April 7, 2010
A fiery Muslim leader who was shot dead during an attempt to arrest him in Dearborn, Mich., was found to have been riddled with 21 shots including one in the back. He also had a broken jaw, broken teeth and his hands were cuffed behind his back, according to an autopsy report.
An autopsy photo obtained by ABC News shows Imam Ameen Abdullah Luqman lying face down on the ground with his hands clearly cuffed behind him.
Additional photos obtained by ABC News also show deep lacerations on Luqman's face that his family believes may have been caused by a police dog.
Federal authorities claim that Luqman, 53, was killed last October in a Dearborn trailer after failing to surrender to police. The day before the raid, federal authorities filed a criminal complaint that alleged conspiracy to commit federal crimes including theft from interstate shipments, mail fraud to obtain proceeds from arson, illegal sale and possession of firearms and tampering with motor vehicle identification numbers. These allegation were made through the use of confidential informants, the documents state.

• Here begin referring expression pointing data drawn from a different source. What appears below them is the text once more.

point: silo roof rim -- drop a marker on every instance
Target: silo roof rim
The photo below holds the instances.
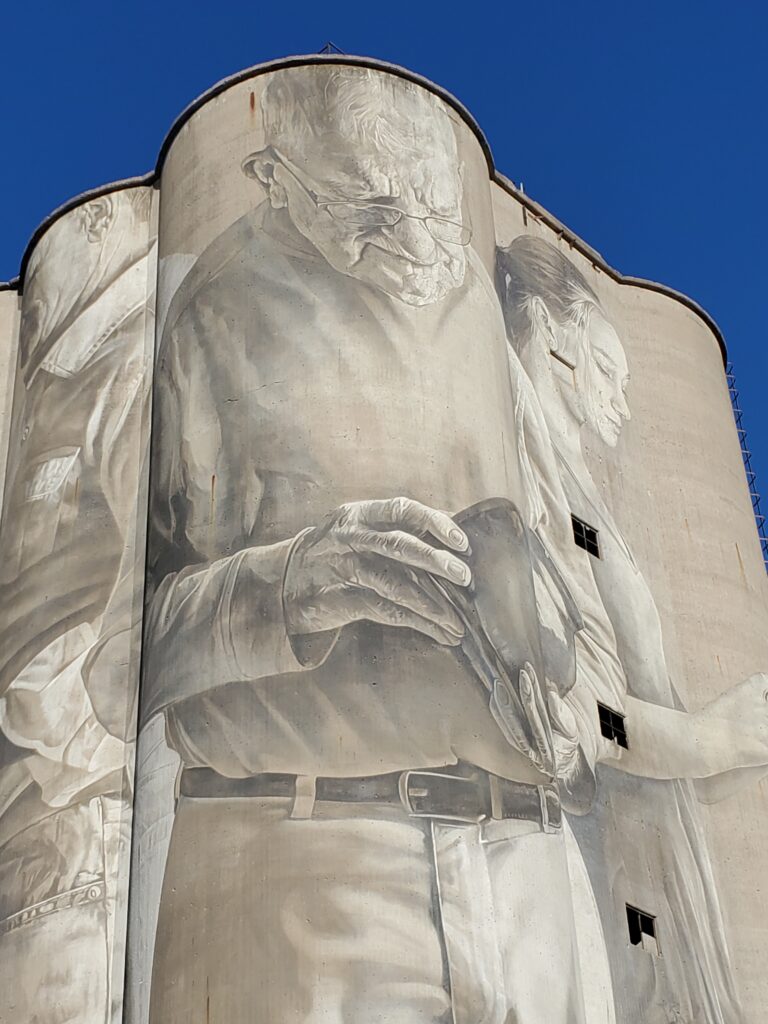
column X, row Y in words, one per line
column 153, row 177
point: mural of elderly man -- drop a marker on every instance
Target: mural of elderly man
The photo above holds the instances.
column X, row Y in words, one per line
column 68, row 690
column 355, row 837
column 644, row 827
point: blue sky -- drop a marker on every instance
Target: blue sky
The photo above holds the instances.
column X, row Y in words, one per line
column 641, row 126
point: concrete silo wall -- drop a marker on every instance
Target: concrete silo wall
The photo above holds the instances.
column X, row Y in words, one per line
column 435, row 502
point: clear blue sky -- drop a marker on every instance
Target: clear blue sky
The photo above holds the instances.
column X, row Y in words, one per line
column 642, row 126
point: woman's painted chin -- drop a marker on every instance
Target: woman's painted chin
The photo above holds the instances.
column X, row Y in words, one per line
column 609, row 432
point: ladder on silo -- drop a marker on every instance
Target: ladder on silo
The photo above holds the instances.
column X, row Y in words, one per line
column 747, row 456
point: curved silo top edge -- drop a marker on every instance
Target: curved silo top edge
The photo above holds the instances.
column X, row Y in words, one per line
column 153, row 177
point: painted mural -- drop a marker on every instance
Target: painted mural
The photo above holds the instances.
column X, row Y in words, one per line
column 408, row 745
column 70, row 607
column 643, row 833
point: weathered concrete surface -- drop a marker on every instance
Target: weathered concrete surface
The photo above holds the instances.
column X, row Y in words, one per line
column 351, row 317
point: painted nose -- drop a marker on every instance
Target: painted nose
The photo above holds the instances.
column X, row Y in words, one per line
column 414, row 239
column 620, row 403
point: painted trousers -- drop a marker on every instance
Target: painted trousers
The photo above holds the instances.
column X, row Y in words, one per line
column 361, row 915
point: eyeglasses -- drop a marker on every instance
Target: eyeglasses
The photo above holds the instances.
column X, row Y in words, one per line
column 364, row 214
column 359, row 213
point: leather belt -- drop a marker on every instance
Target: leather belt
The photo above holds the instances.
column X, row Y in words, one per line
column 460, row 794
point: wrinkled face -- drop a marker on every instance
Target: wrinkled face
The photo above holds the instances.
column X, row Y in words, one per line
column 64, row 271
column 603, row 379
column 343, row 197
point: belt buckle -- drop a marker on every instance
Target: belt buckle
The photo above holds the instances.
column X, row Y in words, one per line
column 403, row 790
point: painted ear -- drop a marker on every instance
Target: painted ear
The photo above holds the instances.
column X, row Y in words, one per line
column 260, row 166
column 543, row 320
column 97, row 216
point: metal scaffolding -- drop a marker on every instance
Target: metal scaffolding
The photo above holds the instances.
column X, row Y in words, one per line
column 747, row 456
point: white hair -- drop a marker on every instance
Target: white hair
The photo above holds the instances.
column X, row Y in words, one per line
column 300, row 104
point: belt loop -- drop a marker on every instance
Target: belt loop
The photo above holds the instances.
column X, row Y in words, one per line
column 303, row 801
column 497, row 803
column 546, row 826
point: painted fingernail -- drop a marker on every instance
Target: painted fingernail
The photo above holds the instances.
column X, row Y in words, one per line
column 459, row 571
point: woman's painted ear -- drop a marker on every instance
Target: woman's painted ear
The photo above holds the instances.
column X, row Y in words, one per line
column 542, row 320
column 261, row 166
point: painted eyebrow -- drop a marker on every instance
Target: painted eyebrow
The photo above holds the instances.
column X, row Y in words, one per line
column 600, row 354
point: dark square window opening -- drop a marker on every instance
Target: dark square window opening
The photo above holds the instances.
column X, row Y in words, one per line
column 612, row 725
column 586, row 536
column 642, row 928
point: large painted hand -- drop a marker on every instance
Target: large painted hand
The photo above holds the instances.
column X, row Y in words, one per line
column 742, row 712
column 552, row 725
column 368, row 560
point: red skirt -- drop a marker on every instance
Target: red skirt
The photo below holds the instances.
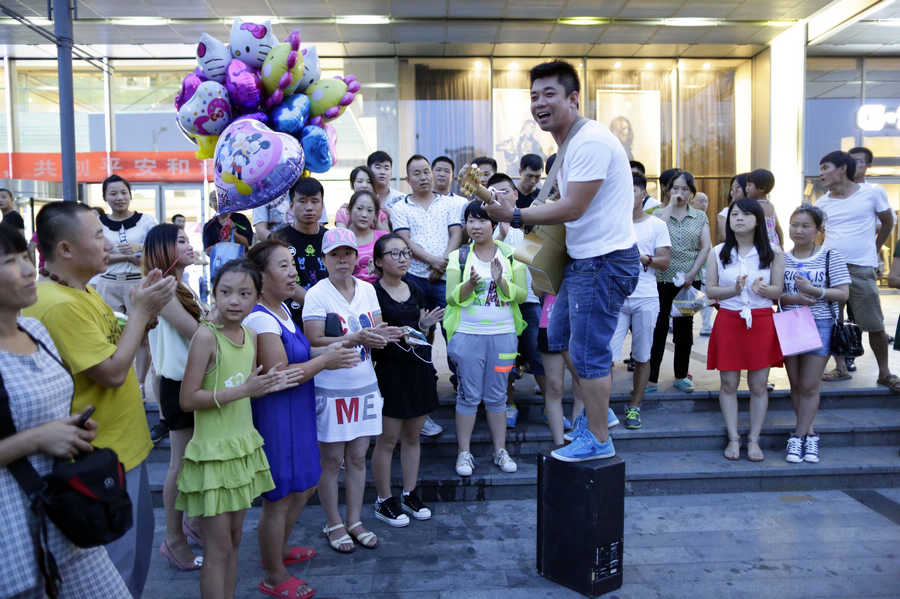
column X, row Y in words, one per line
column 732, row 346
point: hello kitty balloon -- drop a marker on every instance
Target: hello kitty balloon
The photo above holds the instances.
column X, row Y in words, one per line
column 213, row 57
column 208, row 111
column 251, row 42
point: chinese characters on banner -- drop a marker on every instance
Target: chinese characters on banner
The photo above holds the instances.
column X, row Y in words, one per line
column 94, row 167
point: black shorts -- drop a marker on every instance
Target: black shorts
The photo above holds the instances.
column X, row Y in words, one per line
column 174, row 416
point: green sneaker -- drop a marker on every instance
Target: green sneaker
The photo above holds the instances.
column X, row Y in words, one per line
column 633, row 417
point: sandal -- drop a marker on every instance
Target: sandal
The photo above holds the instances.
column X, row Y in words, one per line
column 196, row 564
column 835, row 375
column 366, row 539
column 342, row 541
column 892, row 382
column 287, row 589
column 754, row 452
column 193, row 536
column 733, row 449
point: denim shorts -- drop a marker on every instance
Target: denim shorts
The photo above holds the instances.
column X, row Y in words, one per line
column 587, row 309
column 824, row 325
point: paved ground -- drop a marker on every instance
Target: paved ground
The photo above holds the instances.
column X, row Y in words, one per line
column 820, row 544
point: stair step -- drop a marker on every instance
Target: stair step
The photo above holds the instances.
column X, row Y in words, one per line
column 666, row 429
column 654, row 473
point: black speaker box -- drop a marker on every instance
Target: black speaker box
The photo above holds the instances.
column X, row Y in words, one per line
column 581, row 523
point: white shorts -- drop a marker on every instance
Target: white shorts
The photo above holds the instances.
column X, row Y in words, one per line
column 639, row 314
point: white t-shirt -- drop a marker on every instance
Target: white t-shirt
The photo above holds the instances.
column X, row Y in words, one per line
column 429, row 227
column 348, row 402
column 130, row 232
column 851, row 222
column 267, row 322
column 487, row 314
column 593, row 154
column 651, row 234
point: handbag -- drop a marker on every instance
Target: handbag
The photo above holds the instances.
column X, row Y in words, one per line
column 796, row 330
column 85, row 498
column 846, row 336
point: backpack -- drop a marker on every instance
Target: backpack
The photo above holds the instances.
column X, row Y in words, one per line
column 85, row 498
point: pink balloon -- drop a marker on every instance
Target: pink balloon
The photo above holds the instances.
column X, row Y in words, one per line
column 244, row 86
column 332, row 141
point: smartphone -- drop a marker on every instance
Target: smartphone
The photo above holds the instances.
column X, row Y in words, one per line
column 85, row 416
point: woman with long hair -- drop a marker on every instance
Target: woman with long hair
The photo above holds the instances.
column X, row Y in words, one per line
column 689, row 232
column 168, row 249
column 819, row 279
column 362, row 179
column 746, row 275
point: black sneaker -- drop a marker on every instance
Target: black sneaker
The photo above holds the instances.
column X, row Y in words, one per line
column 159, row 431
column 391, row 512
column 414, row 506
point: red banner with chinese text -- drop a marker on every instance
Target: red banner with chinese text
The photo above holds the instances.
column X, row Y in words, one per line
column 94, row 167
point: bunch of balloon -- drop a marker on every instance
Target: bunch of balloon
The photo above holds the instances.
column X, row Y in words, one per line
column 260, row 109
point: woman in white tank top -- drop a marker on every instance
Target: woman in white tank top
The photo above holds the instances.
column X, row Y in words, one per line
column 746, row 275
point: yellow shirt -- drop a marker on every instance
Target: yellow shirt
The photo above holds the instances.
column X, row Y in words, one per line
column 86, row 332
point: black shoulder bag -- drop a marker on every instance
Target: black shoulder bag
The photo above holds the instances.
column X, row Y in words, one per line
column 846, row 336
column 85, row 498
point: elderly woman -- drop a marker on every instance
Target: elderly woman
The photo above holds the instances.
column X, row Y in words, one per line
column 39, row 391
column 286, row 419
column 343, row 309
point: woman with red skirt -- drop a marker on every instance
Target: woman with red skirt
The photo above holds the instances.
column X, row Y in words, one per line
column 746, row 275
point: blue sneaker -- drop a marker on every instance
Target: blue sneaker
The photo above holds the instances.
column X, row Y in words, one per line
column 585, row 447
column 611, row 419
column 580, row 425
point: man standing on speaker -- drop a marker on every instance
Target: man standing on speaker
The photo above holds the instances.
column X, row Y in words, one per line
column 596, row 197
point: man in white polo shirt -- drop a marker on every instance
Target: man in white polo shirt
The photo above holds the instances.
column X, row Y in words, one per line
column 853, row 214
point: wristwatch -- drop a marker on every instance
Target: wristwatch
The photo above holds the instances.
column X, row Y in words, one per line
column 516, row 221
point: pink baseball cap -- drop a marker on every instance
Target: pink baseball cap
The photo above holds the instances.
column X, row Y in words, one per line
column 335, row 238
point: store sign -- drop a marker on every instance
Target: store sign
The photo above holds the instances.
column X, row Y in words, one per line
column 94, row 167
column 875, row 117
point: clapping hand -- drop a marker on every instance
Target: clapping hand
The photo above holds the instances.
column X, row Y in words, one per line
column 429, row 318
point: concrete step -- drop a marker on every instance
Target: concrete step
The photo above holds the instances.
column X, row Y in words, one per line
column 655, row 473
column 665, row 428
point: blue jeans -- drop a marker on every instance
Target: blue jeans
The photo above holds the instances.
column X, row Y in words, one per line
column 587, row 309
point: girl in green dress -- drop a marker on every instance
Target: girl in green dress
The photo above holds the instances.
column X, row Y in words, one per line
column 225, row 468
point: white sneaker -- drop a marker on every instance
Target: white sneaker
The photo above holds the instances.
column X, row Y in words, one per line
column 506, row 463
column 465, row 463
column 431, row 428
column 794, row 450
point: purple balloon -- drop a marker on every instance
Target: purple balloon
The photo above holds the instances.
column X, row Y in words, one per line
column 189, row 87
column 244, row 86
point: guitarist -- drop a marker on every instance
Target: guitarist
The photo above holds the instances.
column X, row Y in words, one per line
column 596, row 198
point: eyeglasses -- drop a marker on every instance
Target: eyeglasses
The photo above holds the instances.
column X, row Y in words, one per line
column 395, row 254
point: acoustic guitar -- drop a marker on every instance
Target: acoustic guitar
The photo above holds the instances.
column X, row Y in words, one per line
column 544, row 248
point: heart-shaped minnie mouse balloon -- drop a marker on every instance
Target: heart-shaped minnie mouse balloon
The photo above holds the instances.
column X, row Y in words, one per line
column 254, row 165
column 290, row 116
column 316, row 149
column 208, row 111
column 244, row 86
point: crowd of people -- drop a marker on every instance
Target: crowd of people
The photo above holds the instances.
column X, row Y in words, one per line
column 318, row 338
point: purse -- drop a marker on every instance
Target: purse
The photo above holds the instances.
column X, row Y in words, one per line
column 797, row 331
column 85, row 498
column 846, row 336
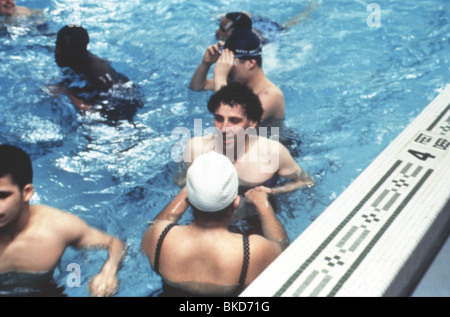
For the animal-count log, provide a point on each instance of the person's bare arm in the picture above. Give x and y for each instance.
(273, 104)
(82, 236)
(171, 213)
(288, 168)
(223, 67)
(80, 104)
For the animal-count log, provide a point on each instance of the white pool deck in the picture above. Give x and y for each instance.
(380, 236)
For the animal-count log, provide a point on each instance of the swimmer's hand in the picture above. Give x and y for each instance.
(212, 53)
(104, 285)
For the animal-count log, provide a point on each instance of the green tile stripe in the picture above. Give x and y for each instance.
(372, 243)
(438, 118)
(324, 244)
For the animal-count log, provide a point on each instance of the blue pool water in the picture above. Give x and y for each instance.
(350, 89)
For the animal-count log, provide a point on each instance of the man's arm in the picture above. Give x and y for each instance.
(199, 80)
(80, 104)
(175, 209)
(171, 213)
(272, 228)
(273, 103)
(223, 67)
(82, 236)
(300, 179)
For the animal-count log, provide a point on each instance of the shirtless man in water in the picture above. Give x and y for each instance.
(33, 238)
(9, 8)
(259, 161)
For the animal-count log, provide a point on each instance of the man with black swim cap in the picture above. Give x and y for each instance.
(239, 59)
(71, 52)
(233, 21)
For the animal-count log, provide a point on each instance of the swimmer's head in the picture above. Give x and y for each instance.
(236, 94)
(7, 7)
(245, 44)
(71, 44)
(233, 21)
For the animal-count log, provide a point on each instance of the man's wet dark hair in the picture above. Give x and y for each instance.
(235, 94)
(73, 39)
(240, 20)
(245, 45)
(17, 163)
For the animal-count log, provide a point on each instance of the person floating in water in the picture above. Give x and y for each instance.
(239, 59)
(259, 161)
(33, 238)
(264, 28)
(101, 88)
(204, 258)
(12, 15)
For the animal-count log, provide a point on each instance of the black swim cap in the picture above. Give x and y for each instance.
(240, 20)
(75, 37)
(244, 43)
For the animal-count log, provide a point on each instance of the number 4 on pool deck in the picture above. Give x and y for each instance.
(420, 155)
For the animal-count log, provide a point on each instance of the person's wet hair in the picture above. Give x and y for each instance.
(71, 44)
(235, 94)
(240, 20)
(17, 163)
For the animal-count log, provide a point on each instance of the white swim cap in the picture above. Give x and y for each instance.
(212, 182)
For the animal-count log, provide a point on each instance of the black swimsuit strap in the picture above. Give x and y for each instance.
(159, 243)
(245, 263)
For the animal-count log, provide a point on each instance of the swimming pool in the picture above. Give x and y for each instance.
(350, 89)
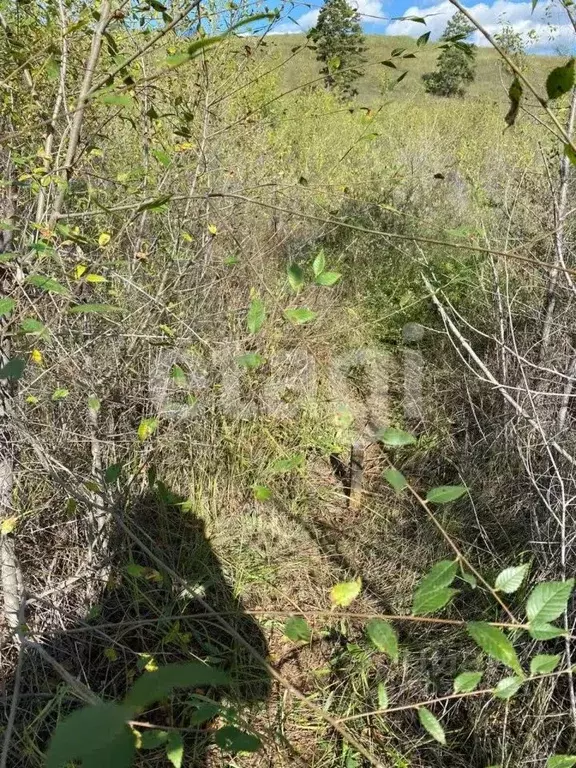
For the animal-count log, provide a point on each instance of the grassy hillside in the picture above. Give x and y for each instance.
(250, 329)
(491, 79)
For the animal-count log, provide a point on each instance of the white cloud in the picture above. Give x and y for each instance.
(552, 29)
(366, 8)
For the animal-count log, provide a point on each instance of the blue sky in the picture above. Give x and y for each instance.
(548, 23)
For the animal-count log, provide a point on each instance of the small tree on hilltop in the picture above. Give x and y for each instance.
(456, 65)
(339, 44)
(512, 43)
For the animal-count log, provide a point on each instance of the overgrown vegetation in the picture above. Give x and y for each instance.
(287, 458)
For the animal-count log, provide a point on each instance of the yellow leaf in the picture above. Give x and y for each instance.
(8, 525)
(150, 664)
(184, 146)
(147, 428)
(343, 593)
(92, 278)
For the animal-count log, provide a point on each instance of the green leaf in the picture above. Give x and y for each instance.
(383, 699)
(175, 749)
(46, 284)
(256, 315)
(515, 95)
(441, 574)
(157, 685)
(548, 600)
(395, 478)
(431, 724)
(295, 277)
(384, 637)
(112, 473)
(570, 153)
(97, 309)
(13, 369)
(510, 579)
(328, 278)
(84, 731)
(206, 711)
(232, 739)
(470, 579)
(432, 593)
(261, 492)
(394, 437)
(445, 493)
(319, 263)
(560, 80)
(118, 753)
(299, 316)
(250, 360)
(495, 643)
(296, 628)
(432, 600)
(467, 681)
(288, 464)
(6, 306)
(178, 376)
(545, 631)
(543, 664)
(116, 99)
(31, 325)
(162, 157)
(507, 687)
(561, 761)
(345, 592)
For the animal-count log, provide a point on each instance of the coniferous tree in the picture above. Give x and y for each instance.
(456, 66)
(340, 44)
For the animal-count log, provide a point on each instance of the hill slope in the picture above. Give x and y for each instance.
(491, 78)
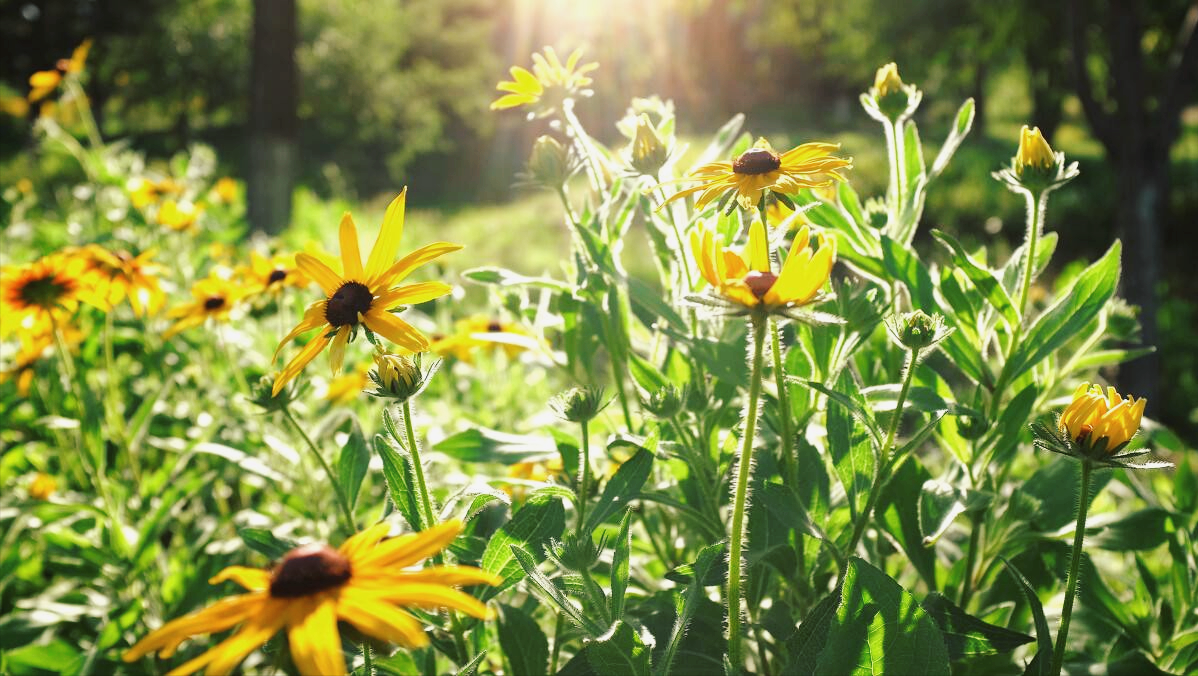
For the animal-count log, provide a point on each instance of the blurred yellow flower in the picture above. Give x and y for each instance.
(364, 583)
(115, 276)
(363, 295)
(1101, 421)
(179, 215)
(746, 279)
(550, 80)
(1034, 151)
(760, 170)
(42, 487)
(43, 83)
(213, 297)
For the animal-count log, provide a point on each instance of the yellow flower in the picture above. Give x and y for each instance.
(179, 215)
(41, 293)
(115, 276)
(42, 487)
(746, 278)
(225, 189)
(549, 79)
(1101, 421)
(144, 192)
(887, 80)
(215, 296)
(1034, 151)
(43, 83)
(363, 583)
(363, 295)
(760, 170)
(272, 275)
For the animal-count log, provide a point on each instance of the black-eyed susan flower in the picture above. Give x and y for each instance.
(41, 293)
(1096, 427)
(115, 276)
(760, 170)
(272, 275)
(313, 587)
(364, 295)
(549, 83)
(746, 282)
(212, 297)
(43, 83)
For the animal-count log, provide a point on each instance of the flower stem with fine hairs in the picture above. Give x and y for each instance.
(1075, 563)
(744, 468)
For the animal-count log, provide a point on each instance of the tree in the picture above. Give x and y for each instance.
(1132, 76)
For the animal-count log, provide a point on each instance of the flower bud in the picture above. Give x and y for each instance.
(398, 376)
(549, 163)
(664, 403)
(647, 152)
(579, 404)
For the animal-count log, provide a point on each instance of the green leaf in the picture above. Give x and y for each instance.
(264, 542)
(961, 126)
(522, 641)
(1044, 638)
(1076, 307)
(619, 565)
(619, 652)
(622, 488)
(879, 628)
(400, 477)
(351, 466)
(982, 278)
(967, 635)
(540, 518)
(483, 445)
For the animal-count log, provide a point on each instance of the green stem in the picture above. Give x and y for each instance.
(1075, 563)
(417, 466)
(744, 468)
(342, 502)
(881, 466)
(584, 475)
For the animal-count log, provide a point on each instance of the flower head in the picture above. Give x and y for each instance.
(119, 275)
(363, 295)
(212, 297)
(363, 583)
(548, 85)
(760, 170)
(745, 279)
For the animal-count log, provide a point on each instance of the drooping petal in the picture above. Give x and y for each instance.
(395, 330)
(386, 246)
(300, 361)
(404, 266)
(351, 258)
(312, 633)
(319, 272)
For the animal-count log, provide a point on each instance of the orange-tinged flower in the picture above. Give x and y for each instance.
(115, 276)
(746, 279)
(362, 295)
(1099, 420)
(364, 583)
(760, 170)
(213, 297)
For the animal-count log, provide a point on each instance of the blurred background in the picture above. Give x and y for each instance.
(322, 104)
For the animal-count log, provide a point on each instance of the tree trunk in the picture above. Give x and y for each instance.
(273, 100)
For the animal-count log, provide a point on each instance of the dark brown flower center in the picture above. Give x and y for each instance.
(44, 291)
(348, 302)
(760, 283)
(309, 569)
(756, 161)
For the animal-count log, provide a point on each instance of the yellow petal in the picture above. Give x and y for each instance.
(351, 258)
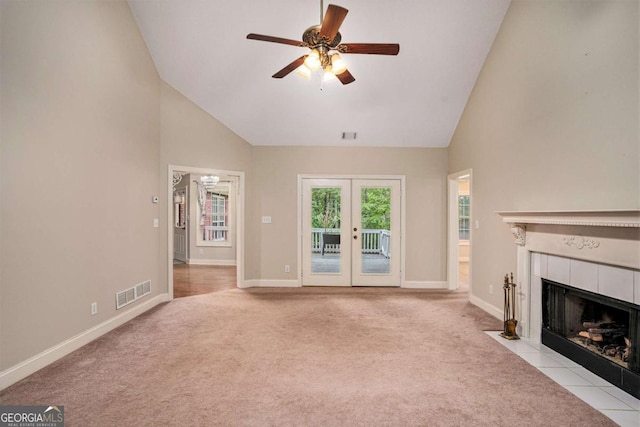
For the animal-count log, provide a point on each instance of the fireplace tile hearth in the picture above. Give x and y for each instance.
(613, 402)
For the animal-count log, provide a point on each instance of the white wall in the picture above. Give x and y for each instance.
(193, 138)
(552, 123)
(79, 165)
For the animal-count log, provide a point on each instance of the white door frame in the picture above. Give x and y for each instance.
(239, 219)
(403, 198)
(453, 258)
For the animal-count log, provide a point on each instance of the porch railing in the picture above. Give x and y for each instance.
(373, 241)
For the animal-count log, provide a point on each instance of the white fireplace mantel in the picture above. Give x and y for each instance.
(602, 218)
(582, 240)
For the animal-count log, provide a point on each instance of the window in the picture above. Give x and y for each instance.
(215, 211)
(463, 217)
(214, 225)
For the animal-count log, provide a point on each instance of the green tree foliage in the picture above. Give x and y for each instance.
(325, 207)
(376, 206)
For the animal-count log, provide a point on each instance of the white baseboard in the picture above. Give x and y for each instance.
(219, 262)
(494, 311)
(410, 284)
(257, 283)
(24, 369)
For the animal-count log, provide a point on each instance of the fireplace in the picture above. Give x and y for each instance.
(578, 277)
(596, 331)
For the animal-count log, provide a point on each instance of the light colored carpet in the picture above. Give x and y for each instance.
(304, 357)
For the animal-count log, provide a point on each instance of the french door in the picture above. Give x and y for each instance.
(351, 232)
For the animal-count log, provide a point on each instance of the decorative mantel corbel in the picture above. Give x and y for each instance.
(519, 231)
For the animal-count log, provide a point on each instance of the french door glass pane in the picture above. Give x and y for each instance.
(325, 230)
(376, 229)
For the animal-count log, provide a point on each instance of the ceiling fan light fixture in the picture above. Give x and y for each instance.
(304, 72)
(312, 61)
(328, 74)
(337, 64)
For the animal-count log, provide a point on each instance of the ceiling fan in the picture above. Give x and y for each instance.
(324, 39)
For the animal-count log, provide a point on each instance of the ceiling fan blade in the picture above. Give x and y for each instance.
(370, 48)
(345, 77)
(289, 68)
(272, 39)
(332, 21)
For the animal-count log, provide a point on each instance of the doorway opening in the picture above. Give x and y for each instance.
(205, 230)
(351, 231)
(459, 231)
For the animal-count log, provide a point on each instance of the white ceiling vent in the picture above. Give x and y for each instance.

Click here to see an autopsy photo of Luqman's face. Beware of the graphic nature of the photograph showing deep lacerations which his family believes may have been caused by a police dog.
An FBI officer on the scene of Luqman's death reported that a police dog was sent in when Luqman refused to show officers his hands, and that Luqman shot and killed the dog. However, a press release after the incident from the U.S. Attorney's office in Detroit does not say Luqman killed the dog. It simply states a canine was "killed in the exchange." The shot allegedly fired by Luqman prompted police to take the gunfire as a threat and they returned fire, according to FBI reports.
Luqman's family says there's no proof he was carrying a gun that day, and the family has submitted a Freedom of Information Act request to get the necropsy report for the dead police dog to determine whether the dog was killed by a police bullet. The request has been declined.
Luqman's son, Omar Regan, asks "How did he shoot the dog if his jaw was broken and there were lacerations on his face?"
A spokesman for the FBI in
Detroit declined to discuss the Luqman case because of ongoing investigations
into what happened that day in October 2009. There is an internal FBI
investigations into the shooting, as well an investigation by the Dearborn Police
Department. In addition, U.S. Rep. John Conyers, D-Mich., asked Attorney
General Eric Holder earlier this year for a separate review of the FBI's use of
Luqman, according to an FBI affidavit, once said in a 2004 sermon, "Do not carry a pistol if you're going to give it up to police. You give them a bullet rather than surrendering your weapons."
Luqman and his associates are described as armed and dangerous in the affidavit and complaint filed by federal authorities before the arrest. FBI Special Agent in Charge Andrew Arena said after the shooting that he was comfortable with his agents' actions. "They did what they had to do to protect themselves," he said.
Dawud Walid, executive director of the Council of American-Islamic Relations in Detroit, asked, "How could he be so sure?"
Walid said that despite Luqman's rhetoric, he was not dangerous. The Imam struggled to pay rent and heat at his mosque in Dearborn, and was evicted from a previous mosque for not paying rent. Walid says the police actions at the Detroit warehouse that day amounted to excessive force, borne out by the condition of Luqman's body when the medical examiner arrived.
The medical examiner's report says the body was cold when he arrived and rigor mortis had set in, so it was impossible to establish time of death. The police dog named "Freddy," a Belgian Malinois, was airlifted to get medical attention, while Luqman's body was eventually taken by ambulance to the hospital, according to his son. Freddy was later honored with a memorial service.
It remains unclear how Luqman's jaw came to be broken and his face so badly lacerated or when he was handcuffed.
After viewing all the autopsy photos with the Wayne County Medical Examiner, Lena Masri, an attorney for CAIR Michigan, said she believes Luqman's body may have been moved from the original location where he was killed before the medical examiner arrived.
Luqman preached overthrowing
the U.S. government and establishing Islamic law, but he was not charged with
terrorism. Federal authorities used informants inside Luqman's mosque to gather
evidence that he and his associates were dealing in stolen goods, and illegally
possessed firearms, among other charges.
Eleven associates of Luqman were subsequently charged with some or all of the following federal crimes: conspiracy to commit federal crimes, being a felon in possession of firearms, possession of firearm with altered serial number, tampering with vehicle identification numbers and aiding and abetting. When charged in court, all of the defendants refused to respond to a request to enter a plea, so the court entered a plea of not-guilty on their behalf.